Si el Señor os llama a salir de vuestra patria para ir hacia otros pueblos,
otras culturas y otras comunidades eclesiales, responded generosamente a su
invitación. Y os quiero repetir una vez más: "Venid conmigo al tercer milenio
para salvar al mundo" (cf. ib.).
A las familias, a los sacerdotes, a las religiosas, a los religiosos, y a todos
los creyentes en Cristo, repito: tened siempre la audacia de anunciar al Señor
Jesús. Todo creyente está llamado a cooperar en la difusión del Evangelio y a
vivir el espíritu y los gestos de la misión entregándose con generosidad a los
hermanos. Como recordaba en la encíclica Evangelium vitae, somos un pueblo de
enviados y sabemos que "en nuestro camino nos guía y sostiene la ley del amor:
el amor del que es fuente y modelo el Hijo de Dios hecho hombre, que con su
muerte ha dado la vida al mundo" (n. 79).

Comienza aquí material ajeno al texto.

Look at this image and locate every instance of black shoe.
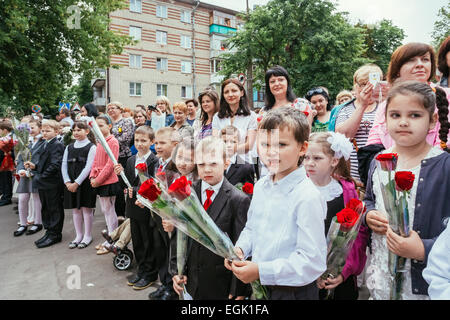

5. Queridísimos hermanos y hermanas, la Jornada mundial de las misiones ha de
ser para todos los cristianos una gran ocasión para comprobar el propio amor a
Cristo y al prójimo. Y ha de ser, además, una circunstancia oportuna para tomar
conciencia de que todos debemos colaborar con la oración, el sacrificio y la
ayuda concreta a las misiones, avanzadas de la civilización del amor. El
Espíritu del Señor anima y lleva a su realización todo proyecto misionero.
Aliento y bendigo a cuantos trabajan activamente en la obra misionera,
especialmente a los responsables de la Obra pontificia de la propagación de la
fe, a la que se ha confiado la animación de esta Jornada, y a quienes están
comprometidos en las otras Obras misionales pontificias, estructuras
indispensables de formación para la cooperación y valiosos instrumentos para
ayudar con equidad y atención a todos los misioneros.
María, Reina de la evangelización, sostenga y guíe el valioso trabajo de los
obreros del Evangelio y conceda a los cristianos alegría y entusiasmo siempre
nuevos para anunciar a Jesucristo con la palabra y con la vida.
A todos envío una especial bendición apostólica que les conforte en sus
respectivos cometidos al servicio del Evangelio.
Vaticano, 11 de junio, solemnidad de la Santísima
Trinidad, del año 1995, decimoséptimo de mi pontificado.